On September 20, according to an Embera communique, the armed group warned "they would not leave the indigenous area until they have finished their job of forcing us to abandon our traditional territories".
The murders appear to be due to the Embera becoming caught in a war between paramilitaries and left-wing guerrillas. The local paper El Meridiano recently reported that part of the Upper Sinu Basin had been taken over by the FARC guerrilla group. Armed groups consider the Embera territory a strategic corridor, as it allows access to several regions of Colombia.
Paramilitaries, who protect the interests of large landowners and are backed by the US-supported Colombian military, last year killed four Embera leaders. Last year's murders are thought be have been a reaction to the Embera's attempts — all non-violent — to pressure the authorities to recognise their land rights and acknowledge and mitigate the damage to their river, lands and livelihood caused by the Urrao I dam.
Monti Aguirre, Latin America campaigner with the Berkeley-based International Rivers Network (IRN), reporting the murders, said: "The US government is supporting the Colombian military with a $1.3bn aid package. As the paramilitaries are well known to be backed by the military, the US is in effect supporting these atrocities against Colombia's indigenous population. The US should halt this aid package immediately."

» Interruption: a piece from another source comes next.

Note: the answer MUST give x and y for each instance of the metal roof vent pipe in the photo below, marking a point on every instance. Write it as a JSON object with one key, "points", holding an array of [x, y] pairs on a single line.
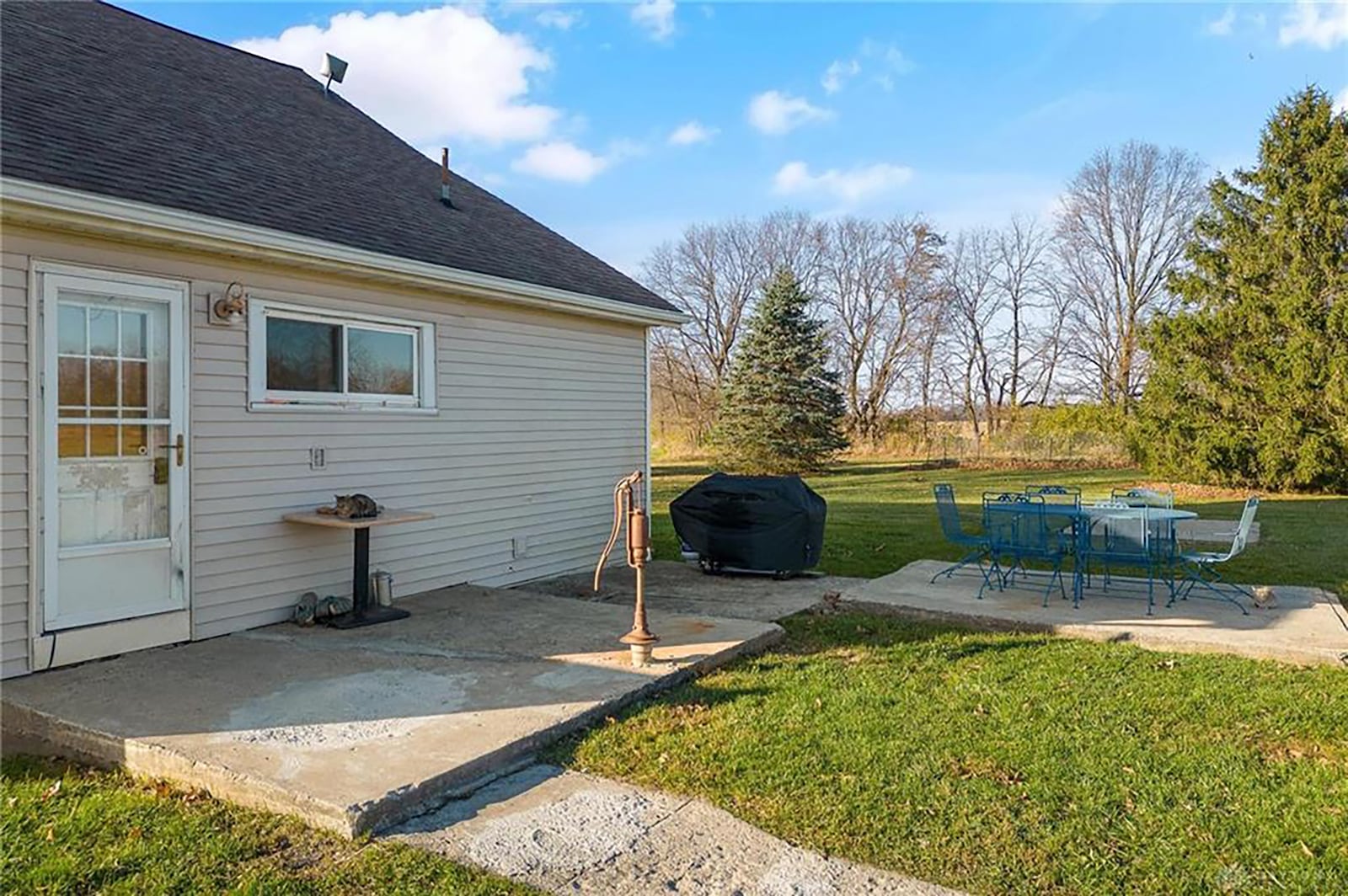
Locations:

In their most recent attack the gunmen also seized fishing supplies, which were provided to the Embera as part of a settlement reached in April with the government to mitigate the impacts of Urrao I. The construction of the 340-megawatt dam has radically reduced fisheries, which had been the mainstay of the Embera diet.
The Colombian Supreme Court last year agreed with the Embera that mitigation measures proposed by the dam builders were inadequate, and ordered negotiations to take place. However, it took a march by the Embera to the capital, Bogota, and a four-month vigil outside the environment ministry before successful negotiations went ahead.
The resulting agreement, signed with the government on April 19, promised to address human rights issues affecting the Embera, including by granting them rights to lands to replace those flooded by the dam and providing protection to them against paramilitary or other violence.
IRN was named in the agreement as one of the agencies which would monitor its implementation. Aguirre said "the Embera people have already suffered enormously from the impacts of the Urrao dam, Colombian authorities should uphold the agreement and protect the Embera from the paramilitary death squads".